Working in a laboratory and using vials of blood from HIV positive patients, Professors Abraham Loyter and Assaf Friedler, both researchers at Hebrew University identified and tested a protein they call Gammora to see its effects on killing HIV infected cells.
Unlike other viruses which integrate several copies of themselves into one cell, HIV only incorporates one or two copies of itself into the CD4 cells. This allows the virus to effectively take over that cell, using it as a “factory,” producing more of itself.
Gammora essentially forces multiple copies of the HIV DNA to enter the cell, causing the cell to go into overdrive, resulting in the cell “committing suicide,” according to Prof. Zev Sthoeger, the head of internal medicine at Kaplan Medical Center in Rehovot.
“Because the virus uses the machinery of the cell, each infected cell is a factory for many viruses,” Sthoeger said. “And, if we kill the infected cells, maybe we can do more than the current medications.”

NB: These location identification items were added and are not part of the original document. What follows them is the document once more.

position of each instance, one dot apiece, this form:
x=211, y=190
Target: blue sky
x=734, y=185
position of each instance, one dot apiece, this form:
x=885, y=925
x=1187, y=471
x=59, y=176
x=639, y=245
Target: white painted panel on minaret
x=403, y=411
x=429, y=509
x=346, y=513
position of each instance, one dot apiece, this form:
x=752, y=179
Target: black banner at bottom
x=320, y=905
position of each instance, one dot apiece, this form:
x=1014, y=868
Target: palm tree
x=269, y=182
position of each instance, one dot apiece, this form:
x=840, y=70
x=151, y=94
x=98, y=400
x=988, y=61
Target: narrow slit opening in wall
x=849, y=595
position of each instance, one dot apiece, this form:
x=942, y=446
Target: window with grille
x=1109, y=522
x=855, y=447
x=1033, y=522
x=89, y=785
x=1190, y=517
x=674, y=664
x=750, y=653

Loyter and Friedler, who are working with the Zion Pharmaceutical Company, left Gammora in vials containing blood from HIV infected patients at the Kaplan Center for eight days allowing the virus to proliferate which resulted in a 97 percent decrease in the HIV virus in those vials.
“Medications that are on the market are able to reduce and prevent HIV from becoming AIDS. They can suppress it, but they can’t get rid of it fully,” Hagai Ayad, the spokesman for the Israeli AIDS Task Force, told The Media Line. “Here comes a new method, which apparently might create an opportunity to find a full cure for HIV and AIDS.”
Gammora provides the possibility of completely ridding a once-HIV positive patient from the virus for good. Something that has never been done before.
“We currently have about 7,500 HIV positive citizens in Israel,” Dr. Margalit Lorber, the head of the autoimmune disease department at Haifa’s Rambam Medical Center, told The Media Line. “We have about 450 new cases every year.”
While the percentage of those infected in Israel is only around 0.1 percent, the country began studying the epidemic in the 1990s when there was a global push for more research into the HIV and AIDS viruses. Since then, Israel has worked toward finding a cure.
Sthoeger and his team at the Kaplan Medical Center are optimistic that clinical trials at the center testing the efficacy of Gammora should begin within a year and he hopes to make this treatment more affordable than other HIV treatments.